I saunter through the energy of the Fringe performers on the High Street. I walk along George street, on up the Mound and on down the high street. I eat at Bilbos on the corner of Chambers St.
I stopped in
at the very small Scottish writers museum up a small winding stair in a hidden
close at the top of the High street. There are exhibits to Robert Burns, Robert
Louis Stevenson, and Walter Scott. Apart from a few Burns paintings and a
display of the Kilmarnock first Edition of his Poems - there is not a lot here.
I asked the
lady there about a possible new museum.
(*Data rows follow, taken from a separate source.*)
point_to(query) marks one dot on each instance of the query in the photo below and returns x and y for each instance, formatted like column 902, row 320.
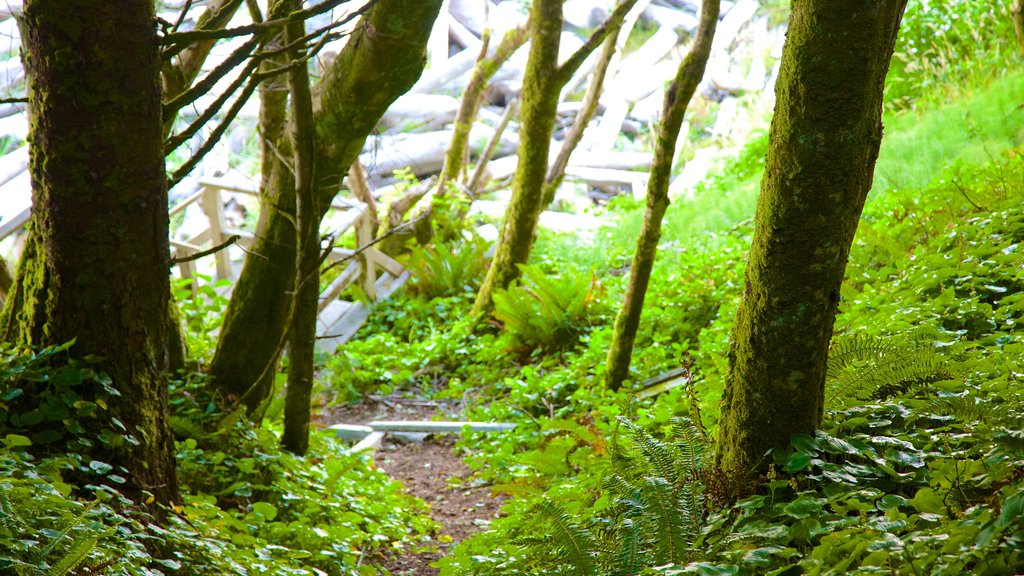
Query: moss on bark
column 823, row 142
column 541, row 86
column 95, row 266
column 677, row 98
column 381, row 60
I said I had visited the Irish Writers
museum which is housed in an impressive Georgian mansion and is 50 times bigger
There was
talk of putting a decent size Scottish
Writers museum beside the National library.
There are no
modern authors or women writers or any of Scotland’s great philosophers of the
enlightenment; Where is Robert Fergusson who wrote of Edinburgh and inspired
Burns to write in Scots? Where is Adam Smith, David Hume, Allan Ramsay, Arthur Conan Doyle, Hugh MacDiarmid, James
MacPherson or JM Barrie?
At an Irish
concert at Celtic Connections I mentioned to an Irish lady beside me about the
interesting Irish Writers Museum – she said perhaps there weren’t enough good
Scottish writers! I hope one day she
might be proved wrong and we might have as Scottish Writers Museum that truly
reflects not only this great city of Literature and also the MANY great
Scottish writers and artists.
In 1786
Scotland’s greatest poet – and one of the world’s greatest poets – made his way
on a borrowed pony across the lowlands from Ayr and on into Edinburgh. At the time
they were building the Georgian new town. He came in order to try to get the second
edition of his poems published. He went to find the grave of the poet Robert
Fergusson, who also wrote in both Scots and English. He stayed in a close near the
castle and met many of the great and good of the capital – it was all a New World
for him.
And where is any Edinburgh statue to
Burns?
There is no
a statue to Robert Burns, one of the greatest poets and songssmiths who ever
lived in the centre of Edinburgh. I learnt recently there is a statue to Burns
at the bottom of Leith walk, I used to pass every day only way to secondary
school in Newhaven, near the Forth river. It really is a shocking state of
affairs which makes me think Burns (while he tried) wasn’t considered unionist
enough by the powers that be – not compared to the tall Gothic spire to Walter
Scott in Princes street anyway. And A Mans a Man for A That as too egalitarian
and feared by upper classes….. (votes for all was not until after WW1).